Monday, June 29, 2009

The Warrior's Bus

I just spent a tremendous week at Way of a (Spiritual) Warrior, a deepening of the tools I learned at the More To Life weekend in Houston last November. While much of the week's actual material is covered under a confidentiality clause, and it would be lacking in integrity to reveal what other people shared about their lives and discoveries, my breakthroughs alone could give me material to write on for weeks.

My first challenge turned out to be bigger than I expected. When I arrived at the airport, I had a few hours before the charter bus to the conference center was set to depart. I had a leisurely lunch, enjoyed people watching, and eventually made my way to the place where the bus would be waiting. I had printed out the instructions, which included the location to meet the bus, the name of the bus company, and a detailed description of how the bus would look. I was calm, confident, and eager to meet my fellow warriors.

Imagine my surprise when the location described on my printed page didn't actually exist. I went to the closest place I could find, and noticed that some construction was going on, so I followed some other people around to rows of buses for hotels and rental car agencies. That didn't seem like the right place, so I went back and started asking airport personnel. I learned about a new likely location for the charter bus, set off in that direction, and I was fine. A little frustrated, but willing to let it go.

Until I was unable to locate the bus at the new spot. Then, my frustration returned with a vengeance. I asked no less than six people with official looking uniforms and name badges and received the same three potential places, and at none of those places was there a bus that looked like the description I had. At one point I looked at my cell phone for the time and realized that the bus had been scheduled to depart 15 minutes ago. I thought: There's very little chance it's even still here for me to find. I decided to rent a car and drive there myself, even though this was an expense for which I really hadn't planned.

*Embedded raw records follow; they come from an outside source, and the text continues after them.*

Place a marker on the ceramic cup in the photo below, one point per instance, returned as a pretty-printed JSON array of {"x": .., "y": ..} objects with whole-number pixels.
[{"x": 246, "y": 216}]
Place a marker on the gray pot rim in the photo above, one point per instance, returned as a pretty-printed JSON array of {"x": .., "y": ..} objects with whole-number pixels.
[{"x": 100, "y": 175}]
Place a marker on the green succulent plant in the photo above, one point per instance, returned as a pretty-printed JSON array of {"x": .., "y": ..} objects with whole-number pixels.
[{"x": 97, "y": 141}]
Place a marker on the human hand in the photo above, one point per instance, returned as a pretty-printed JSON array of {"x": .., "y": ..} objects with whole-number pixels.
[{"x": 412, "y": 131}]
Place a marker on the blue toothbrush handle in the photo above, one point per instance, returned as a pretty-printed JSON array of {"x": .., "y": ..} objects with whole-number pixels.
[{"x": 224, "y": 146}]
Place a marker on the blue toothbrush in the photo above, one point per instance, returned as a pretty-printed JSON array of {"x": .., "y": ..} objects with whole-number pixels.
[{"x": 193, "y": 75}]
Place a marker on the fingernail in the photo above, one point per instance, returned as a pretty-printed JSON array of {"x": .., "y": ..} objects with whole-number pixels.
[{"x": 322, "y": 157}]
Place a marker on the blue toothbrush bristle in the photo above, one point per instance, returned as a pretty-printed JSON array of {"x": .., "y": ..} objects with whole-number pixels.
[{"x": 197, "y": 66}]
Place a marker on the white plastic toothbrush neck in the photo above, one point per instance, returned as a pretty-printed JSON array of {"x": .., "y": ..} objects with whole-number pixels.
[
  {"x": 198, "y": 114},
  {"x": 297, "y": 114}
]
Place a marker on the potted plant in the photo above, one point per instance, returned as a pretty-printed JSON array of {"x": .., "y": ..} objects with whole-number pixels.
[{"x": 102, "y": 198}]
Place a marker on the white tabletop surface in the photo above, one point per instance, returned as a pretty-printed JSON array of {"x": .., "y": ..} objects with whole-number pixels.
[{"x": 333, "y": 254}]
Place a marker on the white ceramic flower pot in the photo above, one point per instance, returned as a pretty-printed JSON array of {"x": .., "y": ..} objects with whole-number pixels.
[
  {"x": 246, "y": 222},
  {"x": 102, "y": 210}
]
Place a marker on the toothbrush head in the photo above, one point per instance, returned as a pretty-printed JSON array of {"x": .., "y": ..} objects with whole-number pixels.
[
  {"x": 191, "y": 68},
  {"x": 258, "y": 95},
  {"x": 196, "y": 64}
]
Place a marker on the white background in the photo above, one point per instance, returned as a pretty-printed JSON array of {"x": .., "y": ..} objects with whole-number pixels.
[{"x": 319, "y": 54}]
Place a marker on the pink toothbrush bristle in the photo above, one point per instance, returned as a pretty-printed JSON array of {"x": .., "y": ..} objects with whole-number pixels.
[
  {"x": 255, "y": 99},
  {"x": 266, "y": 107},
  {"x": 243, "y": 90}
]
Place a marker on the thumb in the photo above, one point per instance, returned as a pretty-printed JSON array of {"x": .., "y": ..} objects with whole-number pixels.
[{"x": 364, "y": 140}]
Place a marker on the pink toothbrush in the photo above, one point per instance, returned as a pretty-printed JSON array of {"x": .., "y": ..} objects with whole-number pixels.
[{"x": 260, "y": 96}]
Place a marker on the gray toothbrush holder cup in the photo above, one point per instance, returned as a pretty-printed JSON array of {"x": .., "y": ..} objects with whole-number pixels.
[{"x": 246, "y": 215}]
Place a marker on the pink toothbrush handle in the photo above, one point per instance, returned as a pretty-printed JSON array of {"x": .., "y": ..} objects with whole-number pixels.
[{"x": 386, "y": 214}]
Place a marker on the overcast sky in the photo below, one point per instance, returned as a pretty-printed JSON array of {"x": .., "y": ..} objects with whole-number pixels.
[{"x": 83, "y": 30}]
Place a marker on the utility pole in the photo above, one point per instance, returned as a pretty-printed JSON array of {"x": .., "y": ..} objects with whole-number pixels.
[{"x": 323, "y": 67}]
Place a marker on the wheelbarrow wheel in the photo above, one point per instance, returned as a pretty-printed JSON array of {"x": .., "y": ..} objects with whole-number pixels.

I was angry, frustrated, driven, and tense. I was believing that I should have been able to find the bus, that the directions were wrong, that the person who had written them was incompetent, and that I would have done a better job. I was believing not only that they were stupid, but that I was stupid and incompetent as well. I felt very disconnected from the enthusiasm I had been feeling less than an hour prior to that moment. I tried to hide all of that from the car rental agent. After all, it wasn't her fault. I told her what I needed, and she asked if I had my return flight information, documentation she needed to rent a car to me. I hadn't printed that out, so she suggested I go to the airline desk and get a copy of that.

Although I was polite to her, I was seething on the inside. One more obstacle in my path, I thought. And then I received a call on my cell phone. Another passenger from the bus had made a sign and was waiting for me by the information desk. They hadn't left. I found her and, still angry and frustrated, I followed her to the location of the bus, which I had passed at least twice. The bus didn't look anything like the description, there was no company name painted on the side, and there was no sign or indication that it was going where I wanted to go. But the driver had been there with the door open both times I walked past.

I held on to my anger, frustration, and judgment about the bus for at least a day, disengaging and remaining less than fully connected as the week began. But eventually I came to terms with the truth. The bus wasn't where I expected it to be. The bus didn't look like what I expected. I had inaccurate information. I was worth enough to them that they not only waited for me, but even sought me out. My anger and drivenness had focused my perception to such an impractical point that I was unwilling to explore possibilities outside my expectations. I could have asked the driver where he was going either of the times I had passed the bus, but I was convinced that it would have been a waste of time.

I don't know what would have happened if I had remained calm, open to alternatives, and connected with what was around me. It's possible that it would have played out in exactly the same way. But I know that I am more the person I want to be when I don't give my frustration and anger and drivenness the upper hand.

1 comment:

  1. You seem to be giving yourself too hard a time over this. If this is like any other airport I have been to, there were dozens of busses sitting around with their doors open. You couldn't really be expected to ask each one where they were going.
    Feeling frustrated and even angry are natural reactions to adversity. Are they sometimes counterproductive? Certainly. But while feeling so, you acted intelligently, planned your contingency and acted upon it. You didn't go stomping around demanding loudly that someone else deal with your problem. So while feeling frustrated and angry wasn't exactly pleasant, it was a natural reaction that probably did something to fuel your creativity and problem-solving skills.